Come vi avevamo segnalato già in “tempi non sospetti”, CODA è un film che vale la pena vedere. Fa quello che deve fare senza troppe storie, con un candore e una grazia non comuni, umorismo e intelligenza. È un dramedy universale su una famiglia sorda della classe operaia. Un esempio da manuale del cinema indie. Un piccolo film del Sundance che ce l’ha fatta e che ora può trovare un pubblico meritatamente più vasto.
D’accordo: il racconto è assemblato ad arte e la trama prevedibile (con un finale che vediamo arrivare a cento chilometri di distanza), e il film è ben calcolato per assicurarsi la risposta emotiva a cui mira, ma non è pretenzioso e non si sforza mai di essere qualcosa che non è. Combina battute e buffonate familiari al trovare se stessi concentrando il tutto in una confezione strappalacrime.

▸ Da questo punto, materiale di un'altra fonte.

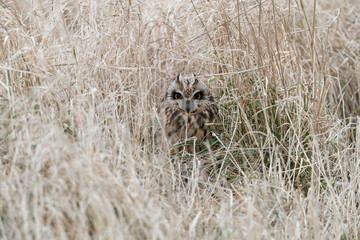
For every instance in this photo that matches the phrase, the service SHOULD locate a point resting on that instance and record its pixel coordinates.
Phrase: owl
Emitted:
(188, 113)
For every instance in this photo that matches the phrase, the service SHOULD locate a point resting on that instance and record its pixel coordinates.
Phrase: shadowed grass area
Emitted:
(80, 83)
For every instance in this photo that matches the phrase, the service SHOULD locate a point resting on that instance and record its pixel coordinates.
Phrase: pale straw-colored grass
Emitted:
(80, 82)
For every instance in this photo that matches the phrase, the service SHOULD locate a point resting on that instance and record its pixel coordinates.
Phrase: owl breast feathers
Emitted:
(188, 111)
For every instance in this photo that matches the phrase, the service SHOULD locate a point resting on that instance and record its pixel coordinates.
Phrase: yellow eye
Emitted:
(198, 95)
(177, 96)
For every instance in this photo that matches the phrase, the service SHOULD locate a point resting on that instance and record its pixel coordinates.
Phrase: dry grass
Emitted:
(79, 84)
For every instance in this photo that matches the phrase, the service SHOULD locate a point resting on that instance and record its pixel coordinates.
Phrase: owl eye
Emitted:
(198, 95)
(177, 95)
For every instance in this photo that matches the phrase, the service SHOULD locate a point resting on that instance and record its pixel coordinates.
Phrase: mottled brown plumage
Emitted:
(188, 111)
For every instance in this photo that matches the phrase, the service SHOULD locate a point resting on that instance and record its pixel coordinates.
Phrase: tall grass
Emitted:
(80, 84)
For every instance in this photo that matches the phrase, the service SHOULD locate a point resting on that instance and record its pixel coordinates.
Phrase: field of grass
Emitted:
(80, 82)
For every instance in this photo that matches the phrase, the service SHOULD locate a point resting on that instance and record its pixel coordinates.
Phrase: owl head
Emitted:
(188, 94)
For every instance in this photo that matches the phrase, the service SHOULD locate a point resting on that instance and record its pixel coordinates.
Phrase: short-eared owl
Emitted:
(188, 111)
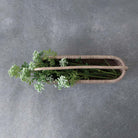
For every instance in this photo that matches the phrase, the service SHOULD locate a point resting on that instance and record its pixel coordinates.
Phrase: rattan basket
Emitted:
(116, 63)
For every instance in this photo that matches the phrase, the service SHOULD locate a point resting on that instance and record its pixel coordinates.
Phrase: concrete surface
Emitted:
(106, 27)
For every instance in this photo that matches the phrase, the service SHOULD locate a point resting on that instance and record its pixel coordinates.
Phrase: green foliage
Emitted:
(48, 53)
(60, 78)
(39, 86)
(62, 82)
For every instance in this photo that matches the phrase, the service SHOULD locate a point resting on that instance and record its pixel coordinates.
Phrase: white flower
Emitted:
(35, 56)
(39, 86)
(62, 82)
(63, 62)
(31, 65)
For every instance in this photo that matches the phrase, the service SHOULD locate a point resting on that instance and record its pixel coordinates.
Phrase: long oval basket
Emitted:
(117, 64)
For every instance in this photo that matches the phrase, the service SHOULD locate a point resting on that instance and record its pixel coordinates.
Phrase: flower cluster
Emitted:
(25, 75)
(62, 82)
(32, 65)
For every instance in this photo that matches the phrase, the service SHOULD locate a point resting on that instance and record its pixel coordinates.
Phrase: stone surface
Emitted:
(104, 27)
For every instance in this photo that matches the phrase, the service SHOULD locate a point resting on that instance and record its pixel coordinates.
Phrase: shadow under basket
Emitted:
(94, 62)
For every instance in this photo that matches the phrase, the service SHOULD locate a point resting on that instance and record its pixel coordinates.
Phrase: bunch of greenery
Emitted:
(60, 78)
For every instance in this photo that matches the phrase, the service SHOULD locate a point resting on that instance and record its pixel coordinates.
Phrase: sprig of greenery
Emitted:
(60, 78)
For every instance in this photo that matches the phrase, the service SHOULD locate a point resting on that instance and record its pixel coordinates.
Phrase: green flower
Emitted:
(62, 82)
(39, 86)
(63, 62)
(14, 71)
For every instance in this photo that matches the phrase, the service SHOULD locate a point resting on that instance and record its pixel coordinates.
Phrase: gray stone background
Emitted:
(105, 27)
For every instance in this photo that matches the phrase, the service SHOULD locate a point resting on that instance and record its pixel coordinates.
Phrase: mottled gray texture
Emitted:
(69, 27)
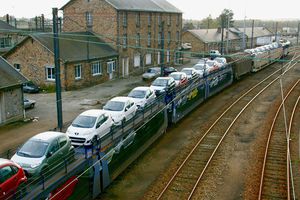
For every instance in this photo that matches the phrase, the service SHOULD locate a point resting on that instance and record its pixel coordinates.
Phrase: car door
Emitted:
(102, 126)
(8, 182)
(53, 155)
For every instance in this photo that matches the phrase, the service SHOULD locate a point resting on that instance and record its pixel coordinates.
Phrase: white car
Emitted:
(190, 73)
(89, 126)
(201, 68)
(163, 84)
(142, 96)
(121, 109)
(179, 77)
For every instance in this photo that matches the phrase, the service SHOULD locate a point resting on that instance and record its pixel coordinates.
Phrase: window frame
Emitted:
(52, 74)
(80, 71)
(98, 71)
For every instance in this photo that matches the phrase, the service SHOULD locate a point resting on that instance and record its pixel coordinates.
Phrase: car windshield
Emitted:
(84, 121)
(199, 67)
(187, 71)
(160, 82)
(33, 149)
(151, 71)
(140, 94)
(114, 106)
(177, 77)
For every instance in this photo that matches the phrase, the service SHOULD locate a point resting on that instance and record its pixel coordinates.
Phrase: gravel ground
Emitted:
(151, 171)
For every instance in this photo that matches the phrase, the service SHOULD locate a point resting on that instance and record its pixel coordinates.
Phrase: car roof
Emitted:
(144, 88)
(5, 161)
(48, 136)
(93, 112)
(122, 99)
(180, 73)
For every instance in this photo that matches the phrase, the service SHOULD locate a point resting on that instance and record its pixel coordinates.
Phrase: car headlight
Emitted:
(35, 165)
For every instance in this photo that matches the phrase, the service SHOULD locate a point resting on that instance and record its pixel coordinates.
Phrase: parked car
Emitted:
(169, 70)
(214, 53)
(121, 109)
(151, 73)
(89, 126)
(179, 77)
(201, 68)
(142, 96)
(30, 87)
(163, 84)
(28, 103)
(190, 73)
(12, 179)
(44, 151)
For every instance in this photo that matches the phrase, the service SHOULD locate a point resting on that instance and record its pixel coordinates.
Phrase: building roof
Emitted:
(212, 35)
(5, 27)
(140, 5)
(9, 76)
(257, 32)
(79, 46)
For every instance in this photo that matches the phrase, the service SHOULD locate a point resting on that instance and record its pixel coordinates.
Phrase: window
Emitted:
(124, 19)
(96, 68)
(50, 73)
(137, 60)
(149, 19)
(111, 66)
(159, 19)
(78, 71)
(169, 37)
(17, 66)
(148, 59)
(62, 141)
(5, 42)
(177, 19)
(89, 19)
(125, 41)
(138, 40)
(138, 19)
(177, 37)
(169, 20)
(149, 40)
(159, 38)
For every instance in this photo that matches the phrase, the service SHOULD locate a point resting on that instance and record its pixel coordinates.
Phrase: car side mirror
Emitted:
(49, 154)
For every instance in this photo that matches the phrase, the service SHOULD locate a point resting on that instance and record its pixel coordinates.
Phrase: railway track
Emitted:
(275, 176)
(185, 180)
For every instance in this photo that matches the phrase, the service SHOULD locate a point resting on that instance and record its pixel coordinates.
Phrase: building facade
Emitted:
(11, 94)
(143, 32)
(85, 60)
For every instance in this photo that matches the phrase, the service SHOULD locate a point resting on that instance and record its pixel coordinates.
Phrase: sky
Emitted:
(192, 9)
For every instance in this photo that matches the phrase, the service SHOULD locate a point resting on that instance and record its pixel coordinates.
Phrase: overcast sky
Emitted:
(192, 9)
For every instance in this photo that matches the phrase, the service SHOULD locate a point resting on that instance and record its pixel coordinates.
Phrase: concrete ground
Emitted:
(43, 116)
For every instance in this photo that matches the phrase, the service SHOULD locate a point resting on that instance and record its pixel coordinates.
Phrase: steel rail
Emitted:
(216, 121)
(268, 144)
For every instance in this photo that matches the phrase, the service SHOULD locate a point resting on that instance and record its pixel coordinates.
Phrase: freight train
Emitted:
(113, 152)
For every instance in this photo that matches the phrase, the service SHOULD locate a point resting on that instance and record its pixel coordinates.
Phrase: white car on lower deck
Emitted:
(88, 126)
(142, 96)
(121, 109)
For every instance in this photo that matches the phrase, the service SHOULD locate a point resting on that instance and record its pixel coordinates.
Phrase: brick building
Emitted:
(135, 27)
(11, 94)
(85, 59)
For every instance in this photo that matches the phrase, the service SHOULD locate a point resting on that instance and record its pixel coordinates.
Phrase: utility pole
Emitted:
(298, 33)
(252, 34)
(222, 35)
(57, 70)
(162, 54)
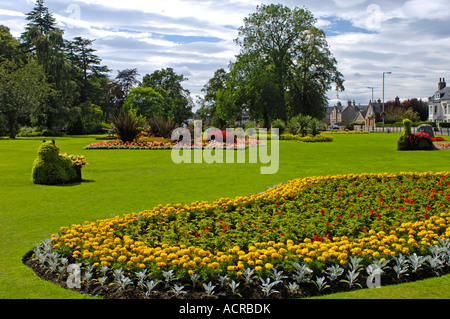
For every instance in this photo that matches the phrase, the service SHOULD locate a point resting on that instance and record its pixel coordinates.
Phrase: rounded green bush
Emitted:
(50, 168)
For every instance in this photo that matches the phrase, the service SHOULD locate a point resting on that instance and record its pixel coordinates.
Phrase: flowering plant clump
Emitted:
(305, 139)
(313, 224)
(118, 144)
(150, 143)
(442, 146)
(420, 141)
(78, 160)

Insomma, niente che non abbiate già visto prima ma questa ne è probabilmente una versione migliore.

Ai titoli di coda potreste alzare gli occhi al cielo, ma più verosimilmente, ve li asciugherete

Ciò che manca al film in termini di originalità narrativa viene compensato dai suoi personaggi, eccellente e abile ensemble. È nelle scene famigliari, infatti, che CODA si esprime al suo massimo facendone una delle sue più grandi risorse. Il fattore distintivo, e cioè che la famiglia di Ruby è non udente, e l’esplorazione delle dinamiche interpersonali all’interno del clan Rossi, creano alcune delle situazioni più interessanti del film, permettendoci una breve incursione in un territorio per lo più inesplorato. Le rappresentazioni della sordità sullo schermo sono del resto ancora molto rare (e visto che lo sono non perdetevi perle come Sound of Metal di Darius Marder).
Ai titoli di coda potreste alzare gli occhi al cielo, ma più verosimilmente, ve li asciugherete.